An update on Aussie house price declines

David Rigby

Senior Analyst

David is a Senior Analyst, based in the Sydney office, with a particular emphasis on Australian equities, including IPOs. Prior to joining Milford in March 2014, David was a senior equity research analyst with Goldman Sachs and Credit Suisse in London covering the support services sector. In his 10 years overseas his remit spanned small caps to FTSE100 firms in industries as diverse as recruitment, temporary power, equipment rental, distribution, testing & inspection, facilities management, BPO and credit analytics. He holds a Masters of Management Studies and a BSc from Victoria University of Wellington, where he studied Technology Management, Physics and Mathematics.
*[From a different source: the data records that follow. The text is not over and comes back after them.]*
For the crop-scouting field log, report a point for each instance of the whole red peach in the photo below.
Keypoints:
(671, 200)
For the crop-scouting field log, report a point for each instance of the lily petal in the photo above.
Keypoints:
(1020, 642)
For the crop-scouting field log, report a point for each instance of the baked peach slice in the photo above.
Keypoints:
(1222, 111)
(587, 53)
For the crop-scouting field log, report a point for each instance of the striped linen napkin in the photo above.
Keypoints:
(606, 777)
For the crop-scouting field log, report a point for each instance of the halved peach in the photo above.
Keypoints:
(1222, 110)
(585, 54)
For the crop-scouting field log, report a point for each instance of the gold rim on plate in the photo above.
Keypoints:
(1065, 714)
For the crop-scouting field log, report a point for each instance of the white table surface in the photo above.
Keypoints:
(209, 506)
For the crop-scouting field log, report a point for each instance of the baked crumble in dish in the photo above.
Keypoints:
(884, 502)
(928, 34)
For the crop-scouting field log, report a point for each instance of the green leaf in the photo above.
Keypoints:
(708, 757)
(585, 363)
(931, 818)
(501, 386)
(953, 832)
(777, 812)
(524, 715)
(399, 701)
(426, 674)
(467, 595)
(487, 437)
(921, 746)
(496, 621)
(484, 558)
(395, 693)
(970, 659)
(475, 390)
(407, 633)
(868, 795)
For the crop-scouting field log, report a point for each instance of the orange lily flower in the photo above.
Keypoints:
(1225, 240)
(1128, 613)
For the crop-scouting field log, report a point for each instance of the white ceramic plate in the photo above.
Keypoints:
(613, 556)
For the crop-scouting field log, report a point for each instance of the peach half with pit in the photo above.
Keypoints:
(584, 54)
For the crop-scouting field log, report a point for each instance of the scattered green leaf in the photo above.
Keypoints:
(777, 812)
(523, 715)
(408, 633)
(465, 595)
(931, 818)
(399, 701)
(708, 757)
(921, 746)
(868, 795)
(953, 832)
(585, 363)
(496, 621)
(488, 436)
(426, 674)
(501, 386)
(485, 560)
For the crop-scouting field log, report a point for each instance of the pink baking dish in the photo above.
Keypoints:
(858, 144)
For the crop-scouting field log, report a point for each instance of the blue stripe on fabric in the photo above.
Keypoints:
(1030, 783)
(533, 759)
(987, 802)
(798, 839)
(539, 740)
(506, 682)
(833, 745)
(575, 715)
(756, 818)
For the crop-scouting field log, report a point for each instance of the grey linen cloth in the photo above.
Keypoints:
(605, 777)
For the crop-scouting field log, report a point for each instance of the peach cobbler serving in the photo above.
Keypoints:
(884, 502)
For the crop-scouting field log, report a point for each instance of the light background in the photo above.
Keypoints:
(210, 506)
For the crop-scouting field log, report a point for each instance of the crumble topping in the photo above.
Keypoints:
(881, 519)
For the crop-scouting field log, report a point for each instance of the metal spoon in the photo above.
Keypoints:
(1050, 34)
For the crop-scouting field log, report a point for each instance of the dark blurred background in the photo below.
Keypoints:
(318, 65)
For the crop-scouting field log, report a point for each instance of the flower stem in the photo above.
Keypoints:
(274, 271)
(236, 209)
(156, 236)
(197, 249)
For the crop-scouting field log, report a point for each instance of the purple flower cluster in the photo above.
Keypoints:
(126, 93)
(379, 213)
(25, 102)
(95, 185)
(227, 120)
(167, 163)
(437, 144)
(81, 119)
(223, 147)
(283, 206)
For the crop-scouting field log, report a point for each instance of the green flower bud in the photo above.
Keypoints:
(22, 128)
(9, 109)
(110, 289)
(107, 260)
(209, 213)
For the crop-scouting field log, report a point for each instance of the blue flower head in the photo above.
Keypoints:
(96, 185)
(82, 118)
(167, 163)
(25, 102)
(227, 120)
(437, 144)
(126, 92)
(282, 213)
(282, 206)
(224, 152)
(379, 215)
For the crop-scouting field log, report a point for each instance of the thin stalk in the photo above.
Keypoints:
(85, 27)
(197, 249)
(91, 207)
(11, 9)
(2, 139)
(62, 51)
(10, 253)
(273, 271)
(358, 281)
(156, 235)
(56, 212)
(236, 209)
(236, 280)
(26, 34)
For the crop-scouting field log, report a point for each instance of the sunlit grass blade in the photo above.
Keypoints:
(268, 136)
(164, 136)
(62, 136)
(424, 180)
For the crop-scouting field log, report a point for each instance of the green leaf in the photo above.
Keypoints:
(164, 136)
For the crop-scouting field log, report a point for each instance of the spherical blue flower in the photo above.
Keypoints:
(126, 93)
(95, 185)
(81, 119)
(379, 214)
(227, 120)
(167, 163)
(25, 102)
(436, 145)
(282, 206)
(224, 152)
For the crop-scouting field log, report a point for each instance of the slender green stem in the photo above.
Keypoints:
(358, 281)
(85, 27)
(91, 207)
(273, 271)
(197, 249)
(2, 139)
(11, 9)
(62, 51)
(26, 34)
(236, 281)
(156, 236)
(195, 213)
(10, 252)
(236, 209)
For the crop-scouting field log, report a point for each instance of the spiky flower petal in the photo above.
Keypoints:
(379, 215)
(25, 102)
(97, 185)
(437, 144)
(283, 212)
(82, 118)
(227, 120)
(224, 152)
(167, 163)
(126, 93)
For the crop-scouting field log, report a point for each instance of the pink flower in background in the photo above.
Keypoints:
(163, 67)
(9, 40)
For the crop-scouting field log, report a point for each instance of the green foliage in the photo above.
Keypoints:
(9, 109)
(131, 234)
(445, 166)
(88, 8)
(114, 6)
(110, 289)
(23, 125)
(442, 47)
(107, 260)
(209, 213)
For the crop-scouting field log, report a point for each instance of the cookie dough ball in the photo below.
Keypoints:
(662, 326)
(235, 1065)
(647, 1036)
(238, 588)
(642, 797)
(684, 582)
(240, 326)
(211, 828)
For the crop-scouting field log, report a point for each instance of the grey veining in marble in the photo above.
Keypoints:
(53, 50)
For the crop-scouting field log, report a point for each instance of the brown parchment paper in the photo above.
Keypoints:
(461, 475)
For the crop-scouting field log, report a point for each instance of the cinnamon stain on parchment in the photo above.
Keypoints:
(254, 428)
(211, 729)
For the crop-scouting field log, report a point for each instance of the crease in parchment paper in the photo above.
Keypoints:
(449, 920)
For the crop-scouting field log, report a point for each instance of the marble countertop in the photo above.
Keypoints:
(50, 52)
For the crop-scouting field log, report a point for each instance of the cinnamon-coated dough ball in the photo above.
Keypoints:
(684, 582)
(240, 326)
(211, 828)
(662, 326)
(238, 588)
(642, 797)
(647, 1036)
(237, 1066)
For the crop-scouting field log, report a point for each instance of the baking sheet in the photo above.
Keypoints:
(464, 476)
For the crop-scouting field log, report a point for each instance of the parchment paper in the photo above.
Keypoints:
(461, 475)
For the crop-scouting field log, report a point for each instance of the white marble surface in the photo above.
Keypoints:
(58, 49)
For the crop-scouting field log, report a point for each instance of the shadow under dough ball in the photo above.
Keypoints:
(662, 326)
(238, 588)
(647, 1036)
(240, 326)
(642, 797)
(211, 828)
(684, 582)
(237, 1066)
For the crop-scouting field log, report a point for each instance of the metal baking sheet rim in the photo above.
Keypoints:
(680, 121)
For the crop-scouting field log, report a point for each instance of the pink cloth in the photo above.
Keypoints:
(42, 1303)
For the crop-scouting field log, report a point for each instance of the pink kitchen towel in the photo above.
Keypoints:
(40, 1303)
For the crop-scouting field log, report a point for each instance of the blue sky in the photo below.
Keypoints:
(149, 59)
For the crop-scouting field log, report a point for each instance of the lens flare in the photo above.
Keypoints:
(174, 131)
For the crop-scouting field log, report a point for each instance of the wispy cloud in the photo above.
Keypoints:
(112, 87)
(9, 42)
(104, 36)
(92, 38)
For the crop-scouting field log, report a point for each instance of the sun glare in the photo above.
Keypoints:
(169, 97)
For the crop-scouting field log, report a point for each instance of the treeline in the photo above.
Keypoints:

Since our last blog on Australian housing in December last year prices have continued to fall, but the pace of declines has eased somewhat, and cautious optimism has begun to emerge. Certainly, auction clearance rates have recovered somewhat from very low levels (led by Sydney), fixed mortgage rates have come back a little, and there are anecdotal reports of new life in investor lending. Also, while Labour continues to lead in the polls ahead of a general election on 18 May, the rhetoric around cutting CGT discounts and removing negative gearing has markedly softened of late.

Source: Corelogic

No doubt these signs are encouraging. However, it is worth keeping in mind that sales volumes are still depressed (at around half peak levels), while residential construction activity is only now starting to come off the boil resulting in weakening employment lead indicators (including SEEK job ads and recruitment company volumes). Increased unemployment could, of course, result in further cuts to the Reserve Bank’s cash rate, the majority of which would likely be passed on to borrowers. But the 7.25% reference rate used in serviceability assessments would be unchanged at 7.25%, meaning borrowing limits also wouldn’t change and muting the degree to which lending could rise.

Source: SEEK

On top of this, the roll out of Comprehensive Credit Reporting and enforcement of Responsible Lending standards continues to weigh on credit availability. Mortgage approvals are still falling, and from September 1 the Big Four banks will be required to provide full visibility on consumer lending for the first time. This should improve the accuracy of loan applications and make it harder to ‘forget’ loans secured from other lenders, but again it would incrementally limit credit availability.

All in all, this may already be the worst housing downturn Australia has seen in 40 years (Corelogic now has Sydney prices just over 14% below mid 2017 highs, with Melbourne closing in on an 11% fall and national prices down over 7%), and perhaps the slope will be less steep from here. But it may be premature to call a bottom. Meaning Australian (and New Zealand) banks aren’t out of the woods just yet.

Disclaimer: This is intended to provide general information only. It does not take into account your investment needs or personal circumstances. It is not intended to be viewed as investment or financial advice. Should you require financial advice you should always speak to an Authorised Financial Adviser. Past performance is not a guarantee of future performance.